PAR MANDOU NGOUONJI Leila,
Quelle joie, que de constater de mes propres yeux, qu’en Afrique tous n’est pas que dérive ! Assez souvent, les tabloïdes occidentaux, et même Africains « parfois », ainsi que les grands médias et les politiques, mettent une énergie bouillonnante à peindre sur une toile grandeur nature, l’image d’une Afrique en pleine dérive. Un continent dans lequel vivraient des sous-hommes. Une race inférieure d’individus qui honteuse de son histoire, ses habitudes, ses cheveux crépus ou encore de « sa coloration foncée de peau », ne rêverait que d’un ailleurs et d’un mieux-vivre. « Une Afrique moribonde » en quelques sortes à en croire les dires de certains pseudos savants de l’Afrique. Pourtant, c’est loin d’être le cas. Et j’ai eu le plaisir de le constater de mes propres yeux. Il y a de cela quelques jours, précisément, le 30 juillet 2023, j’ai été conviée à une conférence captivante, mais surtout intrigante au Cameroun sur le thème de « De l’unité spirituelle à l’unité politique de l’Afrique », à l’occasion du « nouvel an Kamite ». Une date mémorable pour moi, et tous les participants présents.
Vous vous demanderez sans doute à quoi renvoie cette expression, de « nouvel an Kamite ». J’avoue que moi aussi, à ce moment-là, c’est une question m’a taraudé l’esprit lorsque j’ai reçu de la part de l’organisateur de cet événement, une invitation à y prendre part. Pour être franche, si j’y suis allée, c’était plus par curiosité qu’autre chose. Ainsi, si je devais apporter un éclairci à « ce concept », et surtout, partant de la définition du mot « Kamite » (noir) donnée par le porteur dudit événement, je dirais qu’il s’agit d’une période de l’année au cours de laquelle, serait mis en avant la valorisation des valeurs culturelles négro-africaines. Un retour aux sources africaines pour faire simple. Les intervenants comme on en croise peu sur les plateaux, qualifiés de traditionalistes pour certains, et « sorciers » pour d’autres moins édifiés, dont la croyance semble être à la croisée des habitudes occidentalo-africaines, faisaient vibrer la salle.

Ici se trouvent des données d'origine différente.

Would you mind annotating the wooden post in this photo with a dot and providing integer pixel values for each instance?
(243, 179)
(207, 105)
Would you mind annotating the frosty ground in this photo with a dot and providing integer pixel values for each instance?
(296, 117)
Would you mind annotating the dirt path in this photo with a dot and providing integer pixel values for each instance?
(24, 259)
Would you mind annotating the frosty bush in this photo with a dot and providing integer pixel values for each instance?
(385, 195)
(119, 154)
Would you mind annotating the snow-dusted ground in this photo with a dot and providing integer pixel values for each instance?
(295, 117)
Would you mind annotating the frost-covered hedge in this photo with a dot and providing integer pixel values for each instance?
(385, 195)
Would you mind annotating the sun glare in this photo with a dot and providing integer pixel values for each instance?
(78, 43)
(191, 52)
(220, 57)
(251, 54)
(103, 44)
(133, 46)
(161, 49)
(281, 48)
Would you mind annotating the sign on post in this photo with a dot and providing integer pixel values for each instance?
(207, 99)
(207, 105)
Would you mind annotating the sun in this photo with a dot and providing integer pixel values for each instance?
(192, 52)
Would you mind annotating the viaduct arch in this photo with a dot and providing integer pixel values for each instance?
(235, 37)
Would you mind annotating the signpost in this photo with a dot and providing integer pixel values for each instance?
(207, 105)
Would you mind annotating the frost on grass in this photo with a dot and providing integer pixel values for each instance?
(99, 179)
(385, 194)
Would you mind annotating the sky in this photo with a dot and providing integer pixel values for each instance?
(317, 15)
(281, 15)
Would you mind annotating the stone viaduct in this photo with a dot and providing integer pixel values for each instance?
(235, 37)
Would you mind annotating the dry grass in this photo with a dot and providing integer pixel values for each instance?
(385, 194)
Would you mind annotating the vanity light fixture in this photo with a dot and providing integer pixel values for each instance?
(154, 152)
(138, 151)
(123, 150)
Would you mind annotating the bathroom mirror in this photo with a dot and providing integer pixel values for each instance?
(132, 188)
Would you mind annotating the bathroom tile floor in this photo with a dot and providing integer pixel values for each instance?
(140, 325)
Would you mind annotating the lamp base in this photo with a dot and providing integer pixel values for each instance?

Mais ce qui m’a frappé, au-delà de ces présences fort remarquable, c’est surtout la présence dans la salle, de plusieurs jeunes. Tous venus d’origines diverses, ils étaient vêtus de leurs remarquables tenues traditionnelles respectives, confectionnées à base d’ « Obom » pour certains, « Ndop ou Ntieya » et « Toghu » pour d’autres. Ils dansaient au rythme des balafons qui retentissaient avec vigueur dans la salle. De ma qualité de chercheuse, habituée à embrasser la culture occidentale, j’étais coiffée d’une perruque indienne, et chaussée d’une paire de talons aiguilles que l’on nomme improprement auprès des jeunes « LADY GAGA ». Vous vous doutez donc que je faisais facilement tache au milieu de ce beau monde parmi lequel on pouvait facilement apercevoir des filles uniquement coiffées de rastas, de nattes africaines, et même vêtues pour certaines, de feuilles de bananiers. Les hommes quant à eux, leur avaient emboîté le pas. Ils s’étaient recouvert la peau, de peinture noire et blanche et étaient vêtus de cache-sexes en peau de léopard, d’une lance et d’un bouclier de la même matière.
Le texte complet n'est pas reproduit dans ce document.